I first saw “Rent” in 1998 during its run on the West End in London. It was the first time I’d seen a musical that wasn’t staged in a high school auditorium, and it was a revelatory experience. Still a global phenomenon at the time, “Rent” was raucous and heartbreaking and oh, so young. Even though I was a few years older than the characters portrayed on the stage, it spoke to me.
Two decades later, I’m sporting a lot more gray, and the ’90s music I listened to is now classic rock. “Rent,” meanwhile, still feels raucous and heartbreaking and yes, oh so young, even with its utterly ’90s references to the AIDS drug AZT, former president of the Czech Republic Vaclav Havel and Pee-Wee Herman. The 20th anniversary tour of Jonathan Larson’s Pulitzer- and Tony-winning rock opera adaptation of “La Boheme” brings a youthful energy to the INB Performing Arts Center.
It’s a story about young people looking for their voices and finding their way. They struggle with AIDS and addiction (and sometimes both), and more mundane issues like paying the rent. Along the way, they make art (or at least attempt to), make love and make family.
Set in the mid-’90s in the gritty New York City neighborhood called Alphabet City, the story centers on a young filmmaker, Mark, and his musician roommate, Roger, who live in an industrial loft owned by their former roommate, the suddenly bourgeois Benny.
Mark is single, having been dumped by his performance artist girlfriend Maureen, who left him for a woman named Joanne.
Roger, meanwhile, is a recovering addict fresh back from rehab and trying to get his music mojo back. Benny just wants his rent.
Their friend Tom Collins is a gay anarchist college instructor who, after getting mugged, meets Angel, a drag queen. Into Roger’s life comes their neighbor Mimi, a dancer with a serious drug habit.
As the cast couples up, Mark is the odd man out, a normal state of affairs for a person who lives his life behind the lens of a movie camera. He’s an observer on stage, and at key points in the show he can be seen standing off to the side, watching his friends fall in love, break up and sometimes make up.
The show is completely sung-through, and the music is performed by a rock band set up on stage, not in the orchestra pit. There’s a reason the original Broadway cast recording of “Rent” is one of the best-selling Broadway albums of all time: The music is just that good. From the beloved Act II opener “Seasons of Love” and the love ballad “Light My Candle” to the upbeat numbers “La Vie Boheme” and “Out Tonight,” “Rent” is a musical thrill ride.
The non-Equity tour now in Spokane features some talented young performers. Aaron Alcaraz is glorious as Angel, with a strong vocal performance in “Today 4 U,” and a beautiful duet with Devinre Adams’ Tom Collins in “I’ll Cover You.” Their chemistry is quite lovely.

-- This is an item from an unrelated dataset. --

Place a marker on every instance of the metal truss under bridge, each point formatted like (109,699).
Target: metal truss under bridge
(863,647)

Thursday night, understudy Jordan Dunn-Pilz stepped into the role of Mark, and charmed the audience with “Halloween” and his amusing duet with Joanne (Jasmine Easler), “Tango Maureen,” in which they compare notes on the flirtatious artist. Speaking of Maureen, Lyndie Moe was completely bonkers in Maureen’s performance art/protest number “Over the Moon” near the end of Act I. It’s weird and off point and laughably bad, revealing that Maureen has better intentions than she has talent. Moe gives it her all.
As for the musical’s central love story, between Roger and Mimi, it’s lovingly played by Kaleb Wells and Skyler Volpe. Volpe really nails “Out Tonight” while Wells delivers a beautiful rendition of “Your Eyes.” Together, they make “Light My Candle” shimmer.
And that iconic moment? When the cast lines up on stage and sings “Five hundred twenty-five thousand, six hundred minutes / Five hundred twenty-five thousand moments so dear,” from “Seasons of Love”? Yeah, it still gives chills. As a whole, this cast sounds good together, and the group songs like “Seasons,” “Rent,” “La Vie Boheme” and “Another Day” really shine.
The biggest challenge in revisiting something beloved from the past is that the return trip often fails to meet expectations. Looking at “Rent” again is not without its downsides. The outcome for Mimi feels more like a cheat than I thought before, and some of the sex stuff that felt so thrillingly risque back then seems cliched, even juvenile, now. That said, I thoroughly enjoyed seeing “Rent” again. The cast of this 20th anniversary tour serves the show well, and made me happy for a few hours of time travel.